さて、祠を壊そうと金槌を振り下ろしたところで、灰龍が目を覚ました。
《……何者だ。我の眠りを妨げし輩は》
野崎が進み出て、白龍から頼まれて封印を解きに来たと告げると、
《封印? 誰が、誰を封印したと申すか》
灰龍はむくりと体を持ち上げようとして、ズーンという音と共に、その場にへばり付いてしまった。
《やや!なんじゃ。体が動かん!》
今の今まで封印されたことも分からなかったようだ。
野崎たちは、呆れてしまって声も出ない。
「今から封印を解きますから、すぐに動けるようになりますよ。それから白龍と思念を交わしてみてください。事情は分かると思います」
私の問いかけに、灰龍はしばらく黙っていた。
《……白龍は……苦手じゃ》
どこか、もじもじしているように見える。
《其方らが、われに事情を話してみよ》
弁慶が、「あたいが、話して上げる」と言って灰龍に近寄り、これまでの経緯を話している。
私は、また金槌を振り上げて、祠を壊していった。
祠が壊れた瞬間に封印されていた体が自由になったようだ。
だけど、宝玉は、まだジョバンニの足元にある。
どうやら灰龍の封印は、祠を壊しただけで解けたようだ。
宝玉を野崎に渡そうとするが、彼は首を振って受け取ろうとしない。
仕方がないので弁慶に渡すと、彼は困ったような顔をする。
「あたい……力はいらないから、別の褒美をもらいたいわ」
《なに、加護を欲しないと申すか。

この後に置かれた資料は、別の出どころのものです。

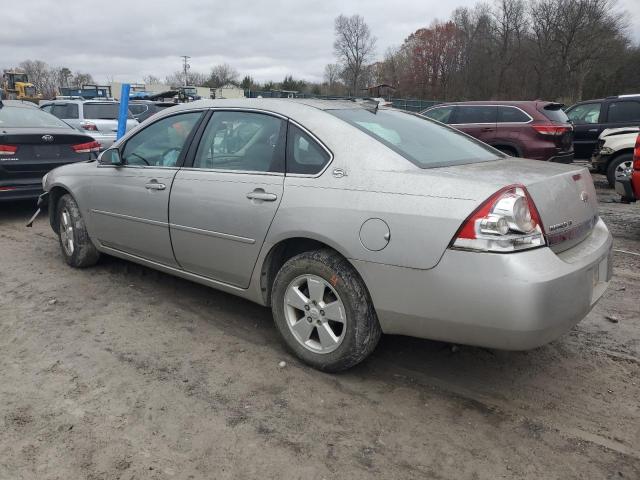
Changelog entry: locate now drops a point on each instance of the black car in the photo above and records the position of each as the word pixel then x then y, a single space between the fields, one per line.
pixel 591 117
pixel 143 109
pixel 32 143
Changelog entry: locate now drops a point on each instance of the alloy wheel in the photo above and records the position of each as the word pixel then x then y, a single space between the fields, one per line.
pixel 315 314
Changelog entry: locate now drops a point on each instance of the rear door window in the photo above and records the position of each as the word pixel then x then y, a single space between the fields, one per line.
pixel 161 143
pixel 304 155
pixel 512 115
pixel 441 114
pixel 624 112
pixel 242 141
pixel 102 111
pixel 466 114
pixel 586 113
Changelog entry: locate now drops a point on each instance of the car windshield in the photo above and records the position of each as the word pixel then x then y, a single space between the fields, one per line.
pixel 102 111
pixel 26 117
pixel 418 139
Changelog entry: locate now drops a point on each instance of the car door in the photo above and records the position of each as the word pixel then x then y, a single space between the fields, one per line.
pixel 588 122
pixel 623 113
pixel 222 205
pixel 130 203
pixel 479 121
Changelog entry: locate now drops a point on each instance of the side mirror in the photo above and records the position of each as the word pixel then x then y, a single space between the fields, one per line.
pixel 110 157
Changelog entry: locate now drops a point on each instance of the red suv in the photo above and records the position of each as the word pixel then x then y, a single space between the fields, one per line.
pixel 531 129
pixel 629 187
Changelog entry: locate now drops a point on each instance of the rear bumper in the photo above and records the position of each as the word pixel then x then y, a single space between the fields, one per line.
pixel 20 192
pixel 562 158
pixel 599 162
pixel 513 301
pixel 624 188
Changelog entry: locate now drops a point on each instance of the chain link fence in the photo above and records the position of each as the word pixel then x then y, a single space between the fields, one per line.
pixel 408 104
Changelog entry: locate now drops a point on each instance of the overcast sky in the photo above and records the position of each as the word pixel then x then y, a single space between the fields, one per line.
pixel 126 40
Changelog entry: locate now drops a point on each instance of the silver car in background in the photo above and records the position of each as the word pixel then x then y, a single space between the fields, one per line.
pixel 347 220
pixel 97 118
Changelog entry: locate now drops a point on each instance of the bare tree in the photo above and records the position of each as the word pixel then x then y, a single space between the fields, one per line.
pixel 332 73
pixel 354 47
pixel 222 75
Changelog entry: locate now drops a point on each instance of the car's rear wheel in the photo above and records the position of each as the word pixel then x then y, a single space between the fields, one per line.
pixel 77 248
pixel 323 311
pixel 619 167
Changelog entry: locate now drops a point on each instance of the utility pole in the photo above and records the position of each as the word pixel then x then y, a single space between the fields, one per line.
pixel 185 67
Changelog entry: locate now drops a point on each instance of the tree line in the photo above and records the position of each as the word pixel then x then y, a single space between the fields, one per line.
pixel 563 50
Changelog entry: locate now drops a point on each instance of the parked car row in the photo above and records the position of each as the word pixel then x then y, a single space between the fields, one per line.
pixel 536 130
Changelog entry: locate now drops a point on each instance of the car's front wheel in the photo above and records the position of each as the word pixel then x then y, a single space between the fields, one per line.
pixel 323 311
pixel 620 167
pixel 77 248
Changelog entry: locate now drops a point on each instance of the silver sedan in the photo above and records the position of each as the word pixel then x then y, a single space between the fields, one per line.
pixel 349 221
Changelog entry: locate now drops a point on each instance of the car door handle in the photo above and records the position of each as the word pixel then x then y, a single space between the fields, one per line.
pixel 259 194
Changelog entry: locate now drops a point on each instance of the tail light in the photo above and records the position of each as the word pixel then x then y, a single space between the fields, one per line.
pixel 86 147
pixel 507 221
pixel 8 149
pixel 89 126
pixel 552 130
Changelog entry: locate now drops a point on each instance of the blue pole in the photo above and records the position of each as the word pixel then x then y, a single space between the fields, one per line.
pixel 124 110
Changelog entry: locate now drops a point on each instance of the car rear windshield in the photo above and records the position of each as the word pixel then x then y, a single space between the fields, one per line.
pixel 554 112
pixel 418 139
pixel 27 117
pixel 102 111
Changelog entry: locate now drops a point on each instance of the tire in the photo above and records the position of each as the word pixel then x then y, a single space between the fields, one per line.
pixel 613 166
pixel 77 248
pixel 359 331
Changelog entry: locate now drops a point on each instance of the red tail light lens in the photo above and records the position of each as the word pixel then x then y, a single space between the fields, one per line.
pixel 8 149
pixel 86 147
pixel 89 126
pixel 507 221
pixel 553 130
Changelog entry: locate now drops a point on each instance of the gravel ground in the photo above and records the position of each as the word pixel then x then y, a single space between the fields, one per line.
pixel 121 372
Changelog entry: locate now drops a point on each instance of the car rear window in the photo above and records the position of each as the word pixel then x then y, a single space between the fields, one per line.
pixel 554 112
pixel 420 140
pixel 102 111
pixel 19 117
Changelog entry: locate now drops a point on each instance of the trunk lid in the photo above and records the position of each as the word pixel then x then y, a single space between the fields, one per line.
pixel 563 194
pixel 38 153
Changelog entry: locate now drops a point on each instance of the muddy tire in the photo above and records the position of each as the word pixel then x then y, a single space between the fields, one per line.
pixel 323 311
pixel 616 165
pixel 77 248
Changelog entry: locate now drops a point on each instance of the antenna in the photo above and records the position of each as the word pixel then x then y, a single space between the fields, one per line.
pixel 185 67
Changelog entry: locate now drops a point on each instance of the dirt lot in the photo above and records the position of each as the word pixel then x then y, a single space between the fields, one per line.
pixel 120 372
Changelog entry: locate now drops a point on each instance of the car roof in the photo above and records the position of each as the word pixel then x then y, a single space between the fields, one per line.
pixel 283 106
pixel 18 103
pixel 507 103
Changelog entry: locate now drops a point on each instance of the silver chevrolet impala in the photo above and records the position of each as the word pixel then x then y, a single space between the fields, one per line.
pixel 347 220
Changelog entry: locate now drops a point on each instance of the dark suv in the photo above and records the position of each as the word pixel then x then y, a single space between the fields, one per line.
pixel 591 117
pixel 532 129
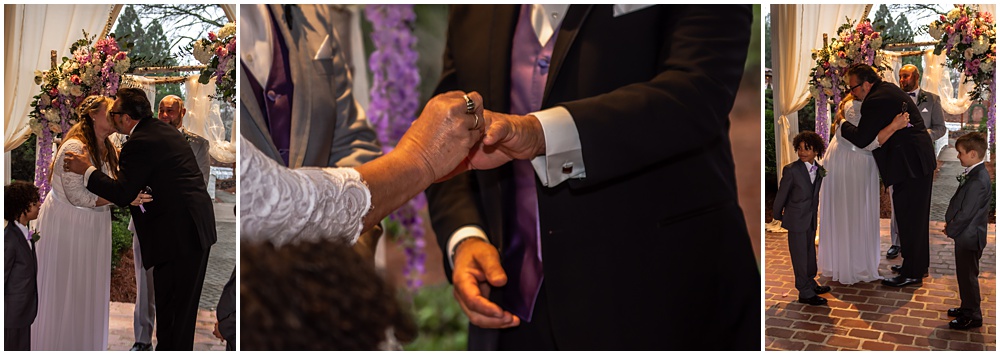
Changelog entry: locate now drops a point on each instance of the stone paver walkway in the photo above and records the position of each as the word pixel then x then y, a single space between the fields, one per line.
pixel 120 334
pixel 869 316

馬鹿な。人は皆欲しがるぞ。われの加護は――時間を操れるのだぞ》
それから灰龍は、自らの力を、蕩々と述べ始めた。
時間を操り、運命を支配する。そして終末を迎えるまで灰龍はこの地を守るのだそうだ。
《龍の加護にはそれぞれ得意不得意があってな。われの場合は時間だ。力を使うときはゆめゆめ気安く使ってはならぬ。心せよ》
そう言うや否や、灰龍は勝手に弁慶へ加護を授けてしまった。
弁慶は目を丸くしたまま、
「……え?」
と、間の抜けた声を漏らす。
欲しくもない上に、使いどころの難しそうな力を押し付けられてしまったのだ。
私は一応、白龍へ思念を送ってみた。もしかすると、この加護をどうにかしてくれるかもしれないと思ったからだ。
ほどなくして、白龍が姿を現す。
それを見た灰龍は、みるみる首をすくめ、大きな体が小さく縮こまってしまった。
《灰龍! 其方の怠惰のせいで、この世界が壊れるやもしれん。どうしてくれる!》
まるで、怖い姉に叱られた怠け者の弟のようだった。